Monday, 24 May 2010

Martin Gardner dies at the age of ninety-five

I have just heard that Martin Gardner has died; he was ninety-five years old. Most of the obituaries and articles that have suddenly appeared announcing his death present him as a mathematician and puzzle master. As yet, I’ve haven’t found any that speak of him being a creative and talented magician. When he wasn’t writing directly about magic, the subject of magic still permeated most of his other writings.

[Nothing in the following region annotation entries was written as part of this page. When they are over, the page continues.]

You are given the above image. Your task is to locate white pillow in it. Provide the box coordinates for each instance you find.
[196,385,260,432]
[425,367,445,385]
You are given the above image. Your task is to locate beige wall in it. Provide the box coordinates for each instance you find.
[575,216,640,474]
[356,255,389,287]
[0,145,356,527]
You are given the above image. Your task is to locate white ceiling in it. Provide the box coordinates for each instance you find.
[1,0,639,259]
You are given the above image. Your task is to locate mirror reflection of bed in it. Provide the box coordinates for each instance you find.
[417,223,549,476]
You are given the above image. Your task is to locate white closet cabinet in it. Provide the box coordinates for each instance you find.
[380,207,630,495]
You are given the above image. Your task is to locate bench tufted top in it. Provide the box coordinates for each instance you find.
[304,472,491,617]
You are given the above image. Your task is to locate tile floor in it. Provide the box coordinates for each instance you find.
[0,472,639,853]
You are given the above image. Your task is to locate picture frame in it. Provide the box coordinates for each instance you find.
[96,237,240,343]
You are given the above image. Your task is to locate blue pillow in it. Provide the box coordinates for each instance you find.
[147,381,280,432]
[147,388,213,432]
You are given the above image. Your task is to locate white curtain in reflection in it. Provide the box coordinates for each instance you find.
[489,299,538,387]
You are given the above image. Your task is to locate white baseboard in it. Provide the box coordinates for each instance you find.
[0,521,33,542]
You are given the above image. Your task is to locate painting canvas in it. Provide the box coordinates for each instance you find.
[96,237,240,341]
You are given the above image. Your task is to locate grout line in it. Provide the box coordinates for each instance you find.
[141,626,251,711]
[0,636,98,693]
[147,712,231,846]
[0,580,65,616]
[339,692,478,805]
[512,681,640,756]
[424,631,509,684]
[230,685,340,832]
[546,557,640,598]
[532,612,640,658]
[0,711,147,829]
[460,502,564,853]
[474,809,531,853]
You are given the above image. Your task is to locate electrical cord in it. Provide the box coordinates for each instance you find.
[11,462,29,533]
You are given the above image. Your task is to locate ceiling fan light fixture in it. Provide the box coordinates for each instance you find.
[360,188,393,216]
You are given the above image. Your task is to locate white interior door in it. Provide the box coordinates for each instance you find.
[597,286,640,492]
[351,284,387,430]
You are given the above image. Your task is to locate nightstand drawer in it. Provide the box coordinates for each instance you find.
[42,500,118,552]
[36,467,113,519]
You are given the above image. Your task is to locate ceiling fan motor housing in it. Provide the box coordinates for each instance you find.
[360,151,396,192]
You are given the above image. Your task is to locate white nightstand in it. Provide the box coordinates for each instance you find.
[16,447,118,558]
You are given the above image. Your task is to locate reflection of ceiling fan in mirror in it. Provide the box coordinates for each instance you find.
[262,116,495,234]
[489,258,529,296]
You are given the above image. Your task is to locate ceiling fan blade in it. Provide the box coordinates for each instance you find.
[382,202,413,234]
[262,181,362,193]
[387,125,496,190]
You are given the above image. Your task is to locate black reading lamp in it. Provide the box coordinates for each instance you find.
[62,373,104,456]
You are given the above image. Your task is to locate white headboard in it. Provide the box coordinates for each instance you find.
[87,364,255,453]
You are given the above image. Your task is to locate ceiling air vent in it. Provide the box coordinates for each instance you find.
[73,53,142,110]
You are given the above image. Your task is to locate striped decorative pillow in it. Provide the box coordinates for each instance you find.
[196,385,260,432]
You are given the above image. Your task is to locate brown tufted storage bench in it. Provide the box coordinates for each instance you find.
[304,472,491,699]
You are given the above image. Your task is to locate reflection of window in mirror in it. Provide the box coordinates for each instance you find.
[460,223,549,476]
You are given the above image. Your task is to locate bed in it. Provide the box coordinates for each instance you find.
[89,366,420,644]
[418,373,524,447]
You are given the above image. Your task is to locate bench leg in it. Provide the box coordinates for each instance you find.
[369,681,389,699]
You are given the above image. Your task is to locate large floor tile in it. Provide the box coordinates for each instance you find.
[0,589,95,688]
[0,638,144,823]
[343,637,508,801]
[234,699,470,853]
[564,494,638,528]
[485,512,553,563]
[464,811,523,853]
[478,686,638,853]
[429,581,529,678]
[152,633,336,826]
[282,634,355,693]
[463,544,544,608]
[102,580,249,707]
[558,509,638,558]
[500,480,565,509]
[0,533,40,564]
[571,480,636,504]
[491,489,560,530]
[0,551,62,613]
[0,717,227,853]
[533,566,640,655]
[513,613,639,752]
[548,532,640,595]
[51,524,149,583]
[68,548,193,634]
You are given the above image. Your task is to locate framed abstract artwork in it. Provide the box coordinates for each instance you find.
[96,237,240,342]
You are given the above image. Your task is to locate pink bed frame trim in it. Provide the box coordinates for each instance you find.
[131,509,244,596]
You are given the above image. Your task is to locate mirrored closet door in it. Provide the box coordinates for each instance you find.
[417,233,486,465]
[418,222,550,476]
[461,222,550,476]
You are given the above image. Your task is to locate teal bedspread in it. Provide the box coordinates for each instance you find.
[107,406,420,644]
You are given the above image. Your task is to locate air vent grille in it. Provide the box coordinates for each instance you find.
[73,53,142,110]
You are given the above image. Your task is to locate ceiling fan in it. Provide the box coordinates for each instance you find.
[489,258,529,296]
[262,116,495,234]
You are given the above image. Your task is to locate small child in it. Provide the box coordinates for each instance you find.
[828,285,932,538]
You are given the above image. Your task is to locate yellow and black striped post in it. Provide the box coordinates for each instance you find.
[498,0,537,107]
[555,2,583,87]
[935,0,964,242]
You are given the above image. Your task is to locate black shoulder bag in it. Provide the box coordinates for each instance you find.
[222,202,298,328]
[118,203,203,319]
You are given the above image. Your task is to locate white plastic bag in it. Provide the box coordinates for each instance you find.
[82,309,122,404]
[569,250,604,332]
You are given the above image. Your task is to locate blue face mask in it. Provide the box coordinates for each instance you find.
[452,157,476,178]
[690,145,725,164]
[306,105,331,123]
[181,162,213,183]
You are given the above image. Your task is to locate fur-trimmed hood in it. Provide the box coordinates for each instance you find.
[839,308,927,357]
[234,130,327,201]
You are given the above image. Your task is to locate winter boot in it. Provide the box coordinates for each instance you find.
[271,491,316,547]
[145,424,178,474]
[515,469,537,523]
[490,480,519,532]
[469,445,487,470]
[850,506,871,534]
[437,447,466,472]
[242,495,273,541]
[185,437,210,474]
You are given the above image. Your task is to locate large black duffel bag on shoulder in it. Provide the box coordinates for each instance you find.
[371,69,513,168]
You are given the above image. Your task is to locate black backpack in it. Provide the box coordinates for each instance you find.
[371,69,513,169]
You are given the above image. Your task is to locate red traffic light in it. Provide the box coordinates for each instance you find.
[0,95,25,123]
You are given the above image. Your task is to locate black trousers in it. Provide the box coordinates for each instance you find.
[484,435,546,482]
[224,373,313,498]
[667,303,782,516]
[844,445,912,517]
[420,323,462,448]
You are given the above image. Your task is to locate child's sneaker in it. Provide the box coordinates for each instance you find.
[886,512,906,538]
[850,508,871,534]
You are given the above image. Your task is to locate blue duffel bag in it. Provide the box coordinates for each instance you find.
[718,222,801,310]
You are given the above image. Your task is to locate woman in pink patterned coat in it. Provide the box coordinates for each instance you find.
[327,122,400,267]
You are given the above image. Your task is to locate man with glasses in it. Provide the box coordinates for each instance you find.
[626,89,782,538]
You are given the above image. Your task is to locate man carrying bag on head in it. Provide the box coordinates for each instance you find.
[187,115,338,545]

Gardner knew such luminaries as Dai Vernon and Faucett Ross and was a friend to other creative card men, such as Bill Simon. One of Gardner’s books, The Encyclopaedia of Impromptu Magic, is highly regarded; Paul Daniels and other professional magicians have praised it and remarked on its usefulness in providing material for ‘on the spur of the moment’ publicity opportunities.

So while many of the articles describe Gardner as a polymath in terms of mathematics, philosophy, literature and other subjects – let’s also remember that he was just as influential in the world of magic, and as in all the subjects he wrote about, stimulated curiosity and intelligence regarding it.

Wednesday, 19 May 2010

Answer to 'Who Is It?' Competition Number 3

To my surprise, a lot of people quickly provided the correct answer. From these correct answers a name was randomly chosen 'out of a hat' and a large bar of chocolate is on it's way to Janis.

The answer is R. Paul Wilson, one of the stars of BBC's The Real Hustle. In the film Shade, he plays Mr. Andrews and is seen only briefly. The film is full of references to card magic (see the review in the latest issue of The LaBaL for full details) and begins and ends with a shot of a pair of hands displaying sleight of hand with playing cards. The film itself is not award winning material but worth a look for people with an interest in the history of card magic for a game of 'spot the reference' in terms of character's names, etc.

Friday, 14 May 2010

Who Is It? Competition number 3

I've decided to make this a difficult one. No picture clue this time; it's all down to your knowledge of British television magicians. He appeared, fleetingly but instantly recognizable, in the film Shade - which is about card players and con men. His name didn't appear in the end credits. If any British magician was going to advise on and appear in this type of film, it would be him. Those are all the clues that you are going to get. A real toughy, this one.

On other matters, I haven't commented on the election because there has been an overdose of the subject in every form of media. Now that we finally know the result here is my only comment:
Welcome to Britain's new sitcom: Dick and Dom in Da House.

Let's hope we laugh more than we cry.